Importantly, the FCA emphasized that disclosures set out in lengthy privacy statements are of limited value in obtaining meaningful consent from individuals. Given the FCA’s decision, organizations should review their specific notices and disclosures to individuals, whether electronic or otherwise, to ensure that they adequately support meaningful consent independent of the content of their privacy statement.
Approach to Interpreting PIPEDA
The FCA noted that PIPEDA balances individuals’ rights with respect to personal information against organizations’ needs to collect, use, and disclose personal information, and notes in particular that organizations do not themselves have a right to collect, use, and disclose personal information. With this framing, the FCA appears to imply that where there is conflict, the rights of individuals prevail over the needs of organizations.
Individual-Centric Approach to Consent
The FCA held that PIPEDA sets a “double reasonableness test” through clause 4.3.2, which requires (i) organizations to “make a reasonable effort to ensure that the individual is advised of the purposes for which the information will be used,” and (ii) “the purposes must be stated in such a manner that the individual can reasonably understand how the information will be used or disclosed” for the consent to be meaningful (para 71). Further, the FCA noted that meaningful consent is assessed against the objective standard of the reasonable person, that it is the “responsibility of the Court to define an objective, reasonable expectation of meaningful consent,” and that judges are charged “with the responsibility of determining the views of the reasonable person, who is both fictitious and yet informed by everyday experience” (para 70). Importantly, the court explained that “[w]hether consent is meaningful takes into account all relevant contextual factors; the demographics of the users, the nature of the information, the manner in which the user and the holder of the information interact, whether the contract at issue is one of adhesion, the clarity and length of the contract and its terms and the nature of the default privacy settings” (para 124).

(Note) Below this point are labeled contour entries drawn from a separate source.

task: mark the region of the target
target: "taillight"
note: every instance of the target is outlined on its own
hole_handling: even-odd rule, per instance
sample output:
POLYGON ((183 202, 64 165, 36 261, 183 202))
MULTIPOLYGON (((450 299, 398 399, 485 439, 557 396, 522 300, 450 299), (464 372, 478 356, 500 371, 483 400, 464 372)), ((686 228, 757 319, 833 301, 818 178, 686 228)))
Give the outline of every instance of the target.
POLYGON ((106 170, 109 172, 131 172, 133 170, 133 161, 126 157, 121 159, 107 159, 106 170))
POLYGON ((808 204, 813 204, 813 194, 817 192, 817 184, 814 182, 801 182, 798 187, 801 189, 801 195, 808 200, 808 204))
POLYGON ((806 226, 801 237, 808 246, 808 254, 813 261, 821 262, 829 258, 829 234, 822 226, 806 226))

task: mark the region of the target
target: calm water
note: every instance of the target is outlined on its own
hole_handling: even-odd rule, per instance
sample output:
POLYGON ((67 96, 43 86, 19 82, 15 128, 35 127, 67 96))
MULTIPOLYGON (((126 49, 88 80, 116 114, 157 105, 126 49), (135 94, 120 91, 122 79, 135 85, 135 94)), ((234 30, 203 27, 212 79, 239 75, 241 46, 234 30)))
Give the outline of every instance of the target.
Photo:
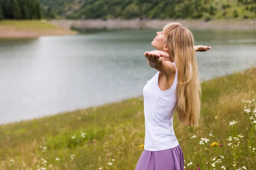
MULTIPOLYGON (((193 31, 202 79, 256 65, 256 31, 193 31)), ((0 40, 0 123, 141 96, 154 30, 0 40)))

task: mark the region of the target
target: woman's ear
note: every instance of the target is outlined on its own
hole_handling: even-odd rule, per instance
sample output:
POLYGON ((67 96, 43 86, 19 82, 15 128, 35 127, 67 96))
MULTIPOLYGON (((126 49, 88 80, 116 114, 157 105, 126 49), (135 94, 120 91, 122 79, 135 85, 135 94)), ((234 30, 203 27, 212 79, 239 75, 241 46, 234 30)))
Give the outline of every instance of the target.
POLYGON ((163 50, 168 51, 168 46, 166 45, 163 48, 163 50))

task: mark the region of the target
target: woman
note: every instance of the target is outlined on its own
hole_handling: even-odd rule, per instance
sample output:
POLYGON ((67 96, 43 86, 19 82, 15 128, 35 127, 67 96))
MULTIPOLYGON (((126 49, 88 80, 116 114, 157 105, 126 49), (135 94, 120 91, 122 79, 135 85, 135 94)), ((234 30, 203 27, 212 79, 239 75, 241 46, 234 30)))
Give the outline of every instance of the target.
POLYGON ((184 169, 183 153, 173 127, 175 110, 180 122, 197 126, 201 86, 195 51, 211 47, 194 46, 191 32, 171 23, 157 32, 151 43, 157 50, 146 51, 148 64, 159 71, 143 89, 145 119, 144 150, 135 170, 184 169))

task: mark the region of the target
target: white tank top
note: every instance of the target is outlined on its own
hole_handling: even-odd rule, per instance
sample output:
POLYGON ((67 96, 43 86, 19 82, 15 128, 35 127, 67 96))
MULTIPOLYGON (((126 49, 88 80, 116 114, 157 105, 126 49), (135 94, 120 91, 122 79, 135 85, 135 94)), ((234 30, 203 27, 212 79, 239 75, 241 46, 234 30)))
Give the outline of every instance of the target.
POLYGON ((158 85, 159 71, 143 89, 145 119, 144 149, 155 151, 176 147, 179 142, 173 130, 173 114, 176 106, 177 82, 176 68, 173 84, 161 91, 158 85))

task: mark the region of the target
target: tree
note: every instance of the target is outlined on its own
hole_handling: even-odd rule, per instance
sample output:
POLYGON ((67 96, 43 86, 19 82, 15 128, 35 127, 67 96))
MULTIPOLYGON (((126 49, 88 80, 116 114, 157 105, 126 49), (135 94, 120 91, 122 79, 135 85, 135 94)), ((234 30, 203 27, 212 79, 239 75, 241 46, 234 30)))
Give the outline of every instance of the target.
POLYGON ((13 19, 13 14, 12 10, 12 1, 11 0, 4 0, 2 6, 3 13, 4 18, 6 19, 13 19))
POLYGON ((2 8, 2 0, 0 0, 0 20, 4 19, 3 9, 2 8))
POLYGON ((12 0, 12 11, 13 19, 17 20, 21 19, 22 16, 21 12, 20 12, 20 8, 17 0, 12 0))
POLYGON ((1 2, 0 1, 0 20, 3 19, 3 11, 2 11, 2 5, 1 2))
POLYGON ((29 12, 26 0, 20 0, 20 13, 22 19, 28 19, 29 17, 29 12))
POLYGON ((134 3, 128 5, 124 10, 123 17, 125 18, 131 19, 140 17, 139 8, 134 3))

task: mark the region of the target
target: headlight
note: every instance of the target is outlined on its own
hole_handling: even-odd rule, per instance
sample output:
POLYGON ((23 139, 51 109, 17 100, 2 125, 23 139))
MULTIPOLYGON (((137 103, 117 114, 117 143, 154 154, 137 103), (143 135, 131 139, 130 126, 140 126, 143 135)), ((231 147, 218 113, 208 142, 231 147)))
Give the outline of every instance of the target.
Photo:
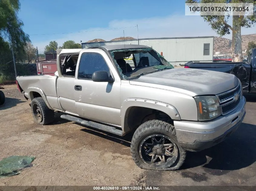
POLYGON ((194 98, 197 105, 198 120, 211 119, 221 115, 220 104, 216 96, 198 96, 194 98))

In this context, the FCA concluded that Facebook failed to meet this threshold.
In its decision, the FCA determined that a “reasonable person” would not have understood that their personal information would be disclosed to a third party for use in connection with political advertising, and that disclosures set out in lengthy terms of service and privacy statements are not conducive for establishing meaningful consent. Further, the FCA pointed to Facebook’s executive’s public comments (para 89) and knowledge of the “red flags” for policy violations by third party apps (para 95) to stress that Facebook failed to “make a reasonable effort to ensure that the individual is advised of the purposes for which the information will be used” as mentioned in clause 4.3.2. of PIPEDA.
Safeguarding Obligation
The FCA also concluded that PIPEDA’s obligation to adequately safeguard personal information can include an obligation on digital platforms to regulate the conduct of third parties that collect, use, and disclose personal information from the platform.
In this case, the FCA concluded that inaction with respect to third party applications meant that there was not “sufficient care” of personal information prior to disclosure, and that “failing to adequately monitor and enforce the privacy practices of third-party apps operating on the Platform” meant that personal information was not adequately safeguarded (para 118).
Conclusion
The key takeaway from the FCA Decision is that organizations will not be able to rely on their privacy statements alone to establish meaningful consent and that contractual provisions alone are not sufficient to ensure safeguarding of personal information. Together with possible federal privacy reform and the submissions of the OPC to Parliament and its past guidance on consent, the FCA Decision points to a movement in Canada’s privacy landscape that suggests a more rigorous application of PIPEDA’s consent requirements, as well as more layered and explicit disclosure when it comes to establishing meaningful consent.